The emergence of shared electric scooter (E-Scooter) systems offers a new micro-mobility mode in many urban areas worldwide. These systems have rapidly attracted numerous trips on various types of facilities such as sidewalks and bike lanes. After their burst of popularity, there are also growing safety concerns about E-Scooter riding. Consequently, a few cities have banned or temporarily suspended E-Scooters as severe crashes occurred. As an emerging micro-mobility mode, its safety performance is significantly understudied as compared to other travel modes such as cars and bicycles. The lack of crash records further prevents it from understanding the underlying mechanisms that drive the occurrences of E-Scooter crashes. The overarching goal of this paper is to probe the safety risk when riding E-Scooters. Specifically, it aims to study the interactions between e-scooter riding and the environment settings through naturalistic riding experiments. Rather than focusing on the analysis of individual riders' heterogeneous behavior (e.g., swinging, hard braking, etc.) and rider characteristics (e.g., age, gender, etc.), the naturalistic riding study examines the riding process in different riding circumstances. A mobile sensing system has been developed to collect data for quantifying the surrogate safety metrics in terms of experienced vibrations, speed changes, and proximity to surrounding objects. The results from naturalistic riding experiments show that E-Scooters can experience notable impacts from different riding facilities.
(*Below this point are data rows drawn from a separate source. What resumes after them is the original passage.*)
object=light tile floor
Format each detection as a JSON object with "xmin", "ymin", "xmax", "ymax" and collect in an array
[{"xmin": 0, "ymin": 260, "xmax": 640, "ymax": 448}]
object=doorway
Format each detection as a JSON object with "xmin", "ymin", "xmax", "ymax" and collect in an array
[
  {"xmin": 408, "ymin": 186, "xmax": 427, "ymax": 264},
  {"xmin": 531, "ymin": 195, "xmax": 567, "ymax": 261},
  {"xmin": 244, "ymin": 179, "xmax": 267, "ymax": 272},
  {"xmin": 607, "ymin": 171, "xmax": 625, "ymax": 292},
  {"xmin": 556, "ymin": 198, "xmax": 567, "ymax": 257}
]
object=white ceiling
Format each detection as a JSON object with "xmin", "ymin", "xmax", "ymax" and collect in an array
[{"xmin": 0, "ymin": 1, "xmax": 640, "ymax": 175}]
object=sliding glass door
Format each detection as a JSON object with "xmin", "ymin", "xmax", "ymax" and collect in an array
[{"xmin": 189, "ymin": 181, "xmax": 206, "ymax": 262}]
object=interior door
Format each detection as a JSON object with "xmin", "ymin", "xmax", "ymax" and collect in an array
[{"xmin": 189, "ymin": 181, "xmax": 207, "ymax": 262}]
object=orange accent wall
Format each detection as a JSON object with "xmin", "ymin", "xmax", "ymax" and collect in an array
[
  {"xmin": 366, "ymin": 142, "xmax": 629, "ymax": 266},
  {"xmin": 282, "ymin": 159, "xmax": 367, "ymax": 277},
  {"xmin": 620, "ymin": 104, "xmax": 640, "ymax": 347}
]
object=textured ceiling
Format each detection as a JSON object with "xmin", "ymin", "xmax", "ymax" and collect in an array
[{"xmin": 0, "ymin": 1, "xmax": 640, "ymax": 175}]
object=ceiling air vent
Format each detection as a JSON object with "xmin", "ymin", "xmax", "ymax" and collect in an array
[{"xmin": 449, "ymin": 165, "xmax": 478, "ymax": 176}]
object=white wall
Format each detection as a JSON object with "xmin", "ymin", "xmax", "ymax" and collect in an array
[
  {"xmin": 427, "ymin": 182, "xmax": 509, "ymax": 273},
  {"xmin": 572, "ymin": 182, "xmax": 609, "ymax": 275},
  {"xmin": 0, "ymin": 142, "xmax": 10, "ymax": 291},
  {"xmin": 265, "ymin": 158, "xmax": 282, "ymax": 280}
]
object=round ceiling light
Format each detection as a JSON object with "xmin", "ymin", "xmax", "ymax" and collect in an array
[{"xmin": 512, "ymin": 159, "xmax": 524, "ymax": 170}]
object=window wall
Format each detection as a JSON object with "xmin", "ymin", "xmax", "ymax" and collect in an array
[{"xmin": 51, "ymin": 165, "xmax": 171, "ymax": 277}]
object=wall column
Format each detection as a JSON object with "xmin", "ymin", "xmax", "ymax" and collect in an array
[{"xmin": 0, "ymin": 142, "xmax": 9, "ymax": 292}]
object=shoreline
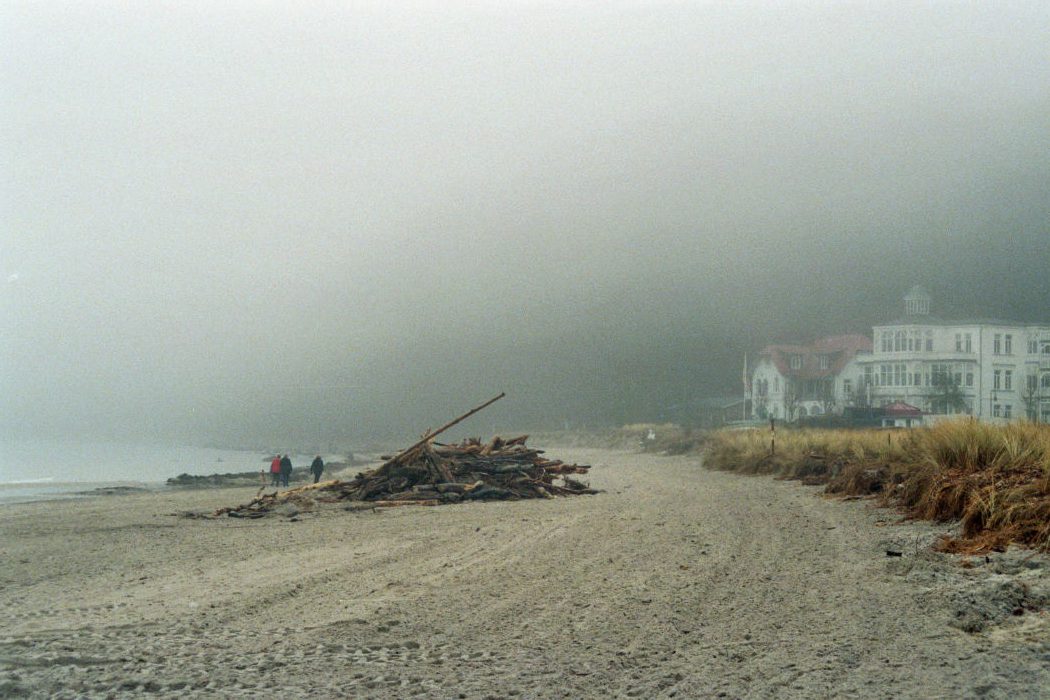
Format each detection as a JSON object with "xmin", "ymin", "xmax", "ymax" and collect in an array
[{"xmin": 0, "ymin": 448, "xmax": 1050, "ymax": 698}]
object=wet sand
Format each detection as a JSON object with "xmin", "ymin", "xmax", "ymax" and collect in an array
[{"xmin": 0, "ymin": 449, "xmax": 1050, "ymax": 698}]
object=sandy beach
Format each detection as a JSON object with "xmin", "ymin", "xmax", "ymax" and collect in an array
[{"xmin": 0, "ymin": 449, "xmax": 1050, "ymax": 698}]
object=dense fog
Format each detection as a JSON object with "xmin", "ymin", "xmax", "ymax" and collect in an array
[{"xmin": 0, "ymin": 2, "xmax": 1050, "ymax": 445}]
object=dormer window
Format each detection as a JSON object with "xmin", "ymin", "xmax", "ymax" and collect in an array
[{"xmin": 904, "ymin": 285, "xmax": 929, "ymax": 316}]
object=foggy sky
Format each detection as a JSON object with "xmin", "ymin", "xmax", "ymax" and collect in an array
[{"xmin": 0, "ymin": 2, "xmax": 1050, "ymax": 442}]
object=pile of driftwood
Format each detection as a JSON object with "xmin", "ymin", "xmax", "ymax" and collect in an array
[
  {"xmin": 215, "ymin": 394, "xmax": 597, "ymax": 517},
  {"xmin": 215, "ymin": 436, "xmax": 597, "ymax": 517},
  {"xmin": 340, "ymin": 436, "xmax": 595, "ymax": 505}
]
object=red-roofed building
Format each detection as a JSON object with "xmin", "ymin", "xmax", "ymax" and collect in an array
[{"xmin": 751, "ymin": 335, "xmax": 872, "ymax": 421}]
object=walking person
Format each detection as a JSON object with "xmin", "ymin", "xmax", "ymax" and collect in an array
[
  {"xmin": 270, "ymin": 454, "xmax": 280, "ymax": 486},
  {"xmin": 310, "ymin": 454, "xmax": 324, "ymax": 484},
  {"xmin": 280, "ymin": 454, "xmax": 292, "ymax": 488}
]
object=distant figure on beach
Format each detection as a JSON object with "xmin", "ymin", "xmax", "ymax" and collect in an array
[
  {"xmin": 270, "ymin": 454, "xmax": 280, "ymax": 486},
  {"xmin": 310, "ymin": 454, "xmax": 324, "ymax": 484},
  {"xmin": 280, "ymin": 454, "xmax": 292, "ymax": 488}
]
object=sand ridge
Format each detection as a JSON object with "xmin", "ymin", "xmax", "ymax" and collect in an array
[{"xmin": 0, "ymin": 449, "xmax": 1050, "ymax": 698}]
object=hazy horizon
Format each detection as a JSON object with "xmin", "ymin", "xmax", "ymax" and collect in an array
[{"xmin": 0, "ymin": 2, "xmax": 1050, "ymax": 444}]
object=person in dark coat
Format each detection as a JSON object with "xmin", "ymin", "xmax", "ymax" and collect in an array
[
  {"xmin": 280, "ymin": 454, "xmax": 292, "ymax": 488},
  {"xmin": 310, "ymin": 454, "xmax": 324, "ymax": 484},
  {"xmin": 270, "ymin": 454, "xmax": 280, "ymax": 486}
]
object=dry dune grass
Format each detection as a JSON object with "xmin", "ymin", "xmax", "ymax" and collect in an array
[{"xmin": 707, "ymin": 420, "xmax": 1050, "ymax": 552}]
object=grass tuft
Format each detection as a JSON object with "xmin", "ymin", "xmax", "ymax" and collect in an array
[{"xmin": 705, "ymin": 419, "xmax": 1050, "ymax": 553}]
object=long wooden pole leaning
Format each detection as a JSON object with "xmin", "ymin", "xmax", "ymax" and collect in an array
[{"xmin": 386, "ymin": 391, "xmax": 507, "ymax": 464}]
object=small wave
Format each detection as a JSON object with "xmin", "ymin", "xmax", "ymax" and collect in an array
[{"xmin": 0, "ymin": 476, "xmax": 55, "ymax": 486}]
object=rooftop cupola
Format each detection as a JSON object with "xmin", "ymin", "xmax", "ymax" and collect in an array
[{"xmin": 904, "ymin": 284, "xmax": 929, "ymax": 316}]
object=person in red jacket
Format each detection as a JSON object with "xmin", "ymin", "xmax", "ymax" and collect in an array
[{"xmin": 270, "ymin": 454, "xmax": 280, "ymax": 486}]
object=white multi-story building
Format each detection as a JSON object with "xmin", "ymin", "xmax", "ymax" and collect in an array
[
  {"xmin": 748, "ymin": 287, "xmax": 1050, "ymax": 423},
  {"xmin": 749, "ymin": 335, "xmax": 872, "ymax": 421},
  {"xmin": 855, "ymin": 287, "xmax": 1050, "ymax": 423}
]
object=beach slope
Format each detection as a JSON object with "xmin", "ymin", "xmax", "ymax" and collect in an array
[{"xmin": 0, "ymin": 449, "xmax": 1050, "ymax": 698}]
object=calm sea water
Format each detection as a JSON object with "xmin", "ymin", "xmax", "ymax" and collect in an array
[{"xmin": 0, "ymin": 441, "xmax": 281, "ymax": 503}]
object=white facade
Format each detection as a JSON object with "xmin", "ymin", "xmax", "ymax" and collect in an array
[
  {"xmin": 749, "ymin": 287, "xmax": 1050, "ymax": 424},
  {"xmin": 749, "ymin": 336, "xmax": 869, "ymax": 421},
  {"xmin": 853, "ymin": 289, "xmax": 1050, "ymax": 423}
]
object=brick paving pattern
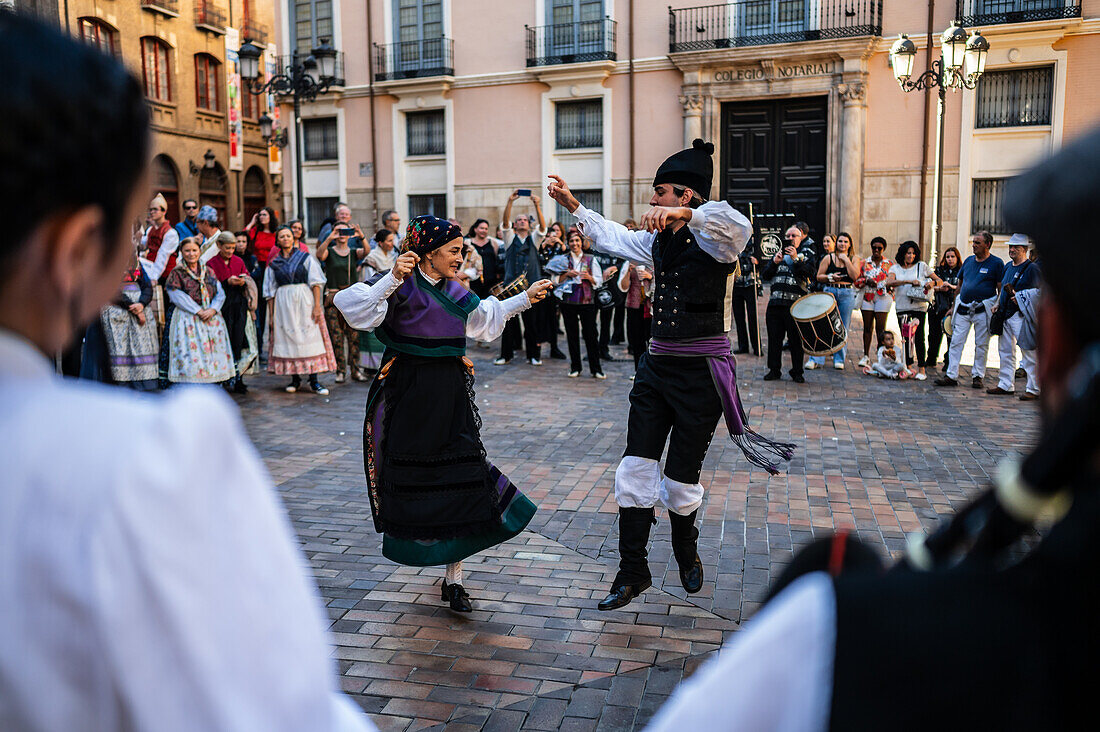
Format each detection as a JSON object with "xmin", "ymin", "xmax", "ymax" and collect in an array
[{"xmin": 239, "ymin": 318, "xmax": 1037, "ymax": 731}]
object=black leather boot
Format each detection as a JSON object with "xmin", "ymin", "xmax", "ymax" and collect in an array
[
  {"xmin": 596, "ymin": 507, "xmax": 657, "ymax": 610},
  {"xmin": 669, "ymin": 509, "xmax": 703, "ymax": 594}
]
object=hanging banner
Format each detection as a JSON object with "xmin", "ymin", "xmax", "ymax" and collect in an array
[
  {"xmin": 264, "ymin": 43, "xmax": 283, "ymax": 175},
  {"xmin": 226, "ymin": 28, "xmax": 244, "ymax": 171}
]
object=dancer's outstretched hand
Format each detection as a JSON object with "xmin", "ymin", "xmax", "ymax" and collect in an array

Specifically, compared to bicycle riding, more severe vibration events were associated with E-Scooter riding, regardless of the pavement types. Riding on concrete pavements was found to experience a multiple times higher frequency of vibration events when compared to riding on asphalt pavements of the same length. Riding on both sidewalks and vehicle lanes can both encounter high-frequency close contacts in terms of proximity with other objects. These experimental results suggest that E-Scooters are subject to increased safety challenges due to the increased vibrations, speed variations, and constrained riding environments.